Si la joie est visible sur certains regards, elle n’occulte pas les souffrances et les blessures. « Ici on vient déposer des choses parfois très lourdes » poursuit Martin Brochier « c’est pourquoi la confession est si importante pour recevoir des paroles de vérité, pour grandir dans l’amour, sans verser dans le sentimentalisme. »
Comment la joie peut-elle s’afficher sur les visages quand on est séparé ou divorcé ? « Petit à petit, on fait chemin avec Jésus ou Marie » répond Marie-France « on reçoit une paix et une douceur dans le cœur, qui nous attire vers les autres et nous fait rayonner de cette joie intérieure qui nous habite. »

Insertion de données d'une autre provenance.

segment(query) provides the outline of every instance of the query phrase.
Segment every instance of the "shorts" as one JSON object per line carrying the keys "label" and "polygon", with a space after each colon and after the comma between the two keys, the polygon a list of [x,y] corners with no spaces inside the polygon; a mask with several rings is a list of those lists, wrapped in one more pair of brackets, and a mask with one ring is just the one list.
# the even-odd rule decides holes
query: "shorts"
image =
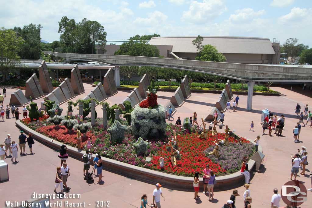
{"label": "shorts", "polygon": [[67,174],[62,175],[63,176],[63,182],[66,183],[67,182],[67,178],[68,177],[68,175]]}
{"label": "shorts", "polygon": [[299,172],[299,167],[293,167],[292,168],[291,168],[292,173],[294,173],[295,174],[297,174],[298,172]]}
{"label": "shorts", "polygon": [[208,188],[213,188],[213,184],[212,183],[208,183],[208,185],[207,185],[207,187],[208,187]]}
{"label": "shorts", "polygon": [[83,164],[83,169],[86,170],[87,171],[89,170],[89,169],[90,169],[90,164]]}
{"label": "shorts", "polygon": [[158,207],[160,207],[161,206],[160,206],[160,201],[155,201],[155,204]]}

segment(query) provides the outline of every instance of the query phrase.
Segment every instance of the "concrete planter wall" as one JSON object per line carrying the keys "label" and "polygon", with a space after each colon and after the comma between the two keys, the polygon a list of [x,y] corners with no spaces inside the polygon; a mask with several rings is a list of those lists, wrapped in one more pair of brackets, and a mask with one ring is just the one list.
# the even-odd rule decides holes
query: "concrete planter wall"
{"label": "concrete planter wall", "polygon": [[[29,128],[20,121],[15,122],[17,126],[27,134],[31,133],[33,137],[37,140],[53,149],[58,151],[61,148],[63,143],[54,140]],[[249,141],[254,143],[253,141]],[[84,151],[78,152],[76,148],[66,145],[68,150],[67,153],[71,157],[79,160],[81,158]],[[262,148],[259,145],[258,151],[262,152]],[[92,159],[94,155],[92,156]],[[102,157],[103,162],[103,169],[114,173],[127,176],[131,178],[144,182],[155,184],[159,182],[165,187],[170,189],[184,190],[193,191],[193,177],[175,176],[159,171],[150,170],[134,165],[130,165],[114,160]],[[251,160],[248,162],[248,165],[250,171],[252,170],[256,164],[256,162]],[[205,164],[203,164],[203,169]],[[229,175],[217,177],[216,178],[217,183],[215,185],[214,190],[216,191],[228,190],[234,187],[238,187],[244,183],[245,177],[238,172]],[[200,179],[200,186],[202,185],[202,180]],[[202,187],[200,186],[200,187]]]}

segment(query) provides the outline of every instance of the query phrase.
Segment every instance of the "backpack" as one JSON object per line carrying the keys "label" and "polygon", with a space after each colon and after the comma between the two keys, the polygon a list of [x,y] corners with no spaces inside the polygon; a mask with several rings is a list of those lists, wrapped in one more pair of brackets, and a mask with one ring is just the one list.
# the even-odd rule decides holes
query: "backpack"
{"label": "backpack", "polygon": [[82,161],[86,163],[89,161],[89,157],[88,156],[88,155],[85,154],[82,157]]}

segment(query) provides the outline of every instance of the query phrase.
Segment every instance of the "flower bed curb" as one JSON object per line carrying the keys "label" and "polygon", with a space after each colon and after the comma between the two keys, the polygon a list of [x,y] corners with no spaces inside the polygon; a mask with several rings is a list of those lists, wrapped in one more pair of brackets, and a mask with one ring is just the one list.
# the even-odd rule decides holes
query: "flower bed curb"
{"label": "flower bed curb", "polygon": [[[20,121],[15,122],[15,124],[19,128],[23,130],[27,134],[31,133],[33,137],[41,143],[48,147],[58,150],[63,143],[56,141],[52,142],[52,139],[46,137],[28,128],[22,123]],[[254,143],[253,141],[248,139],[250,142]],[[69,145],[66,145],[68,150],[67,153],[71,156],[81,161],[81,158],[84,151],[78,151],[77,148]],[[259,145],[258,151],[262,152],[262,147]],[[91,156],[93,159],[94,155]],[[102,157],[103,168],[105,170],[114,173],[120,174],[123,176],[126,176],[134,178],[139,180],[143,181],[149,183],[155,184],[159,182],[165,185],[164,187],[171,189],[193,191],[193,179],[192,177],[179,176],[166,173],[156,171],[150,170],[143,167],[138,167],[132,165],[117,161],[112,159]],[[82,163],[81,164],[82,165]],[[253,169],[256,164],[256,162],[252,160],[248,162],[249,170]],[[203,167],[205,165],[203,164]],[[105,180],[105,178],[104,178]],[[234,173],[226,176],[218,176],[216,177],[217,181],[215,185],[214,190],[216,191],[224,191],[232,189],[233,187],[238,187],[243,184],[245,177],[243,175],[238,171]],[[202,185],[202,180],[200,179],[200,186]],[[201,187],[201,186],[200,186]]]}

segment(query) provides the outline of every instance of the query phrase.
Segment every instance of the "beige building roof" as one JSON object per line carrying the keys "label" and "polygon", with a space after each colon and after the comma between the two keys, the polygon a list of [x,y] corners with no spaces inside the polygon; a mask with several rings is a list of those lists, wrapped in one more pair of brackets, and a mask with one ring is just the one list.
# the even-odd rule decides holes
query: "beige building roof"
{"label": "beige building roof", "polygon": [[[152,38],[149,44],[172,46],[173,53],[195,53],[192,41],[197,36],[158,37]],[[202,45],[210,44],[222,53],[275,54],[268,38],[248,37],[202,36]]]}

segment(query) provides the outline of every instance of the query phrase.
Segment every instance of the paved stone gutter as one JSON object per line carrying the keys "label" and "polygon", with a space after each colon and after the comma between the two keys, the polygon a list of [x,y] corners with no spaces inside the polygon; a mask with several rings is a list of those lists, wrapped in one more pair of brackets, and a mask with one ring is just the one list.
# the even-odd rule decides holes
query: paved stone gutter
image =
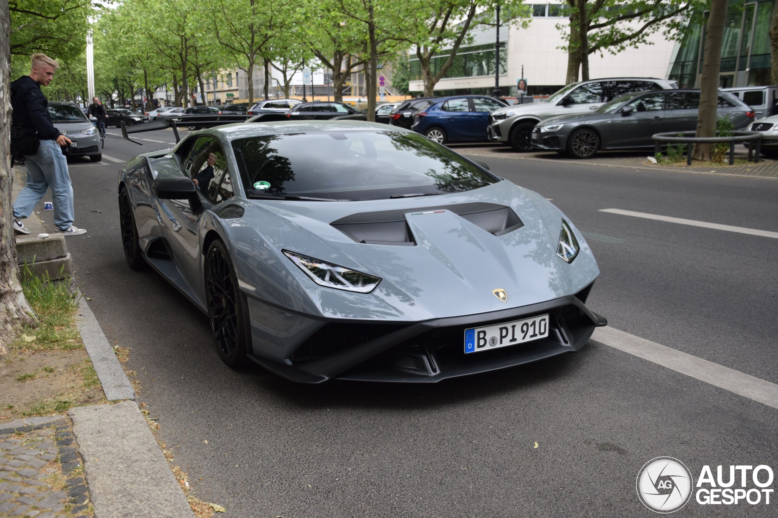
{"label": "paved stone gutter", "polygon": [[[83,463],[66,415],[0,434],[0,516],[91,518]],[[0,431],[9,432],[5,423]]]}

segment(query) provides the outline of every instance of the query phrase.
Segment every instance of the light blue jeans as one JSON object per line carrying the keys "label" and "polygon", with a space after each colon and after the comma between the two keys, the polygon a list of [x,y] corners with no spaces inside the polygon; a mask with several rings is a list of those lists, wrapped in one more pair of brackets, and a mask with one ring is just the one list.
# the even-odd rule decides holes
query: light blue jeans
{"label": "light blue jeans", "polygon": [[27,185],[13,202],[13,217],[30,217],[35,206],[51,189],[54,201],[54,223],[57,228],[67,230],[73,224],[73,188],[70,185],[68,159],[55,141],[40,141],[35,155],[26,155]]}

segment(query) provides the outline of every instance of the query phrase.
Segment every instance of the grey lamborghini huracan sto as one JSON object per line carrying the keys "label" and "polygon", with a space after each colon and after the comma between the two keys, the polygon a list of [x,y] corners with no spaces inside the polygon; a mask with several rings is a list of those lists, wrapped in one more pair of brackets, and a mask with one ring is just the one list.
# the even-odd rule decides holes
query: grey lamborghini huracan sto
{"label": "grey lamborghini huracan sto", "polygon": [[569,219],[403,128],[219,126],[130,160],[117,191],[130,266],[202,310],[230,366],[435,382],[576,351],[606,323]]}

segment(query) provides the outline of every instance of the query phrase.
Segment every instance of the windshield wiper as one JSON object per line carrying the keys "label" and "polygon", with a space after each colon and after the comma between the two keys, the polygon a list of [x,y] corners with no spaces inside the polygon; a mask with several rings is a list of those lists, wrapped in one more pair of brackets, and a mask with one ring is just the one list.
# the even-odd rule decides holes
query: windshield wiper
{"label": "windshield wiper", "polygon": [[258,194],[249,193],[248,197],[254,200],[301,200],[303,201],[351,201],[350,200],[335,200],[335,198],[311,198],[307,196],[297,196],[296,194]]}
{"label": "windshield wiper", "polygon": [[443,193],[411,193],[409,194],[392,194],[389,196],[391,198],[415,198],[417,196],[440,196]]}

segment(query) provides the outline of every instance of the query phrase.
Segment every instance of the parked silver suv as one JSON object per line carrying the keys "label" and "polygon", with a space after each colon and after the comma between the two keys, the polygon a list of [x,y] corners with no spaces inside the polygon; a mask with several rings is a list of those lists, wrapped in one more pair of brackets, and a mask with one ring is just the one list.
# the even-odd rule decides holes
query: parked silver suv
{"label": "parked silver suv", "polygon": [[675,81],[654,78],[608,78],[568,85],[542,103],[518,104],[489,114],[489,139],[504,142],[517,151],[531,149],[532,128],[541,120],[560,115],[585,113],[624,94],[678,88]]}

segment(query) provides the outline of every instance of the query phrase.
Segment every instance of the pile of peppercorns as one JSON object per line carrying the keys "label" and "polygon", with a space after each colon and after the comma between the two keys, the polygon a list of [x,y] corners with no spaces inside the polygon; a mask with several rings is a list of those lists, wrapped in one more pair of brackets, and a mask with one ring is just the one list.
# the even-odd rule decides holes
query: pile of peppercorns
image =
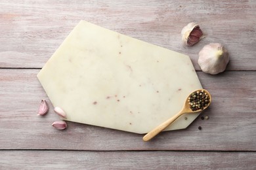
{"label": "pile of peppercorns", "polygon": [[188,99],[192,111],[203,110],[209,103],[209,96],[203,90],[192,93]]}

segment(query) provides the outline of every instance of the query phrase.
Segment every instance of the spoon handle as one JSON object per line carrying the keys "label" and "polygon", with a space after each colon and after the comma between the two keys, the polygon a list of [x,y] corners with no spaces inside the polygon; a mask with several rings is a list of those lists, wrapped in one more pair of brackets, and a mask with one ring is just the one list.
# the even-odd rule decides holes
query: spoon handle
{"label": "spoon handle", "polygon": [[168,119],[158,127],[154,128],[153,130],[148,132],[146,135],[143,137],[143,141],[146,142],[150,141],[151,139],[156,136],[159,133],[165,129],[168,126],[173,122],[176,119],[184,114],[183,110],[181,110],[179,112],[176,114],[175,116]]}

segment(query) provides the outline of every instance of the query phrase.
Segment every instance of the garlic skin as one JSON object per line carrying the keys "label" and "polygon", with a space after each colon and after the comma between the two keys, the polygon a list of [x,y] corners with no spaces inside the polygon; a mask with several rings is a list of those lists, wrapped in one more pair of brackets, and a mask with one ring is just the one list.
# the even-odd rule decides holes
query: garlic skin
{"label": "garlic skin", "polygon": [[228,51],[219,43],[211,43],[199,52],[198,64],[206,73],[217,75],[226,69],[229,61]]}
{"label": "garlic skin", "polygon": [[43,116],[48,112],[49,107],[45,100],[42,100],[38,109],[37,115]]}
{"label": "garlic skin", "polygon": [[63,120],[55,121],[52,124],[52,126],[59,130],[65,129],[68,127],[66,122]]}
{"label": "garlic skin", "polygon": [[64,118],[67,118],[67,115],[66,115],[66,112],[61,108],[60,108],[58,107],[54,107],[54,111],[58,115],[59,115]]}
{"label": "garlic skin", "polygon": [[193,46],[198,42],[203,35],[198,24],[190,22],[181,30],[182,41],[184,45]]}

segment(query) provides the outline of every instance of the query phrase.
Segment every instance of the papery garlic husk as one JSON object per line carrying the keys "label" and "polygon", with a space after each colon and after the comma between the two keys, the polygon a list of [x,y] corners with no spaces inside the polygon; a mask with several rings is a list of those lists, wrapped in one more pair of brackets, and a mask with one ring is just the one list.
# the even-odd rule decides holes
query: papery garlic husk
{"label": "papery garlic husk", "polygon": [[65,129],[68,127],[66,122],[63,120],[55,121],[52,124],[52,126],[59,130]]}
{"label": "papery garlic husk", "polygon": [[42,100],[38,109],[37,115],[43,116],[48,112],[49,107],[45,100]]}
{"label": "papery garlic husk", "polygon": [[206,73],[217,75],[226,69],[229,61],[228,51],[219,43],[211,43],[199,52],[198,64]]}
{"label": "papery garlic husk", "polygon": [[190,22],[181,30],[182,43],[186,46],[193,46],[198,42],[203,35],[198,24]]}
{"label": "papery garlic husk", "polygon": [[60,108],[58,107],[54,107],[54,111],[59,116],[66,118],[67,115],[66,112]]}

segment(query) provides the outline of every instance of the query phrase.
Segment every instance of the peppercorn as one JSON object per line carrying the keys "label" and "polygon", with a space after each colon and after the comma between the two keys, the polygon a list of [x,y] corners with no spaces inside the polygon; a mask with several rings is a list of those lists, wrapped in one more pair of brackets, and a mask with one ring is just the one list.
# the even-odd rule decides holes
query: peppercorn
{"label": "peppercorn", "polygon": [[209,103],[209,94],[204,90],[196,91],[192,93],[188,97],[188,103],[192,110],[203,110]]}

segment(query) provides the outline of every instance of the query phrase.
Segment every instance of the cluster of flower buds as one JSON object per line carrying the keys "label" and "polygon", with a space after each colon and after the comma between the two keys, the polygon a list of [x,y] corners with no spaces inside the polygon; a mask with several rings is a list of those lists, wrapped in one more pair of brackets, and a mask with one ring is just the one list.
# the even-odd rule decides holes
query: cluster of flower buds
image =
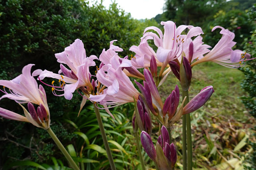
{"label": "cluster of flower buds", "polygon": [[145,151],[160,170],[172,170],[177,160],[177,152],[173,143],[170,143],[167,129],[163,126],[156,148],[150,136],[146,132],[141,133],[141,141]]}
{"label": "cluster of flower buds", "polygon": [[[135,119],[141,131],[145,131],[151,135],[152,132],[152,120],[150,112],[148,108],[145,107],[145,104],[141,96],[139,96],[135,107]],[[135,120],[134,121],[135,121]],[[133,124],[135,123],[133,122]]]}
{"label": "cluster of flower buds", "polygon": [[169,63],[173,74],[179,80],[183,91],[188,90],[192,77],[192,71],[189,61],[185,57],[183,57],[180,65],[173,61]]}

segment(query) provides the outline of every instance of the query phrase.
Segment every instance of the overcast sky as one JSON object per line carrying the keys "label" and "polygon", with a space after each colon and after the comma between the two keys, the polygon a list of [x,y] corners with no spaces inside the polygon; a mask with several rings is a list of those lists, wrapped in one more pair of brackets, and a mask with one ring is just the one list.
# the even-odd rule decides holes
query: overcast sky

L’abbé  Cossement, qui prendra le mois prochain la tête de l’Institut supérieur de théologie du diocèse de Tournai, voit son rôle de conseiller spirituel comme un encouragement à la voie choisie par ces personnes qui rament à contre-courant en vivant la fidélité au mariage tout en restant seules.  « Dans ce chemin de solitude, parfois au milieu de l’incompréhension de leur entourage, les personnes séparées ou divorcées ont besoin d’être encouragées. Pour elles, Dieu devient un compagnon de chaque jour, quelqu’un qui habite leur  situation de solitude. »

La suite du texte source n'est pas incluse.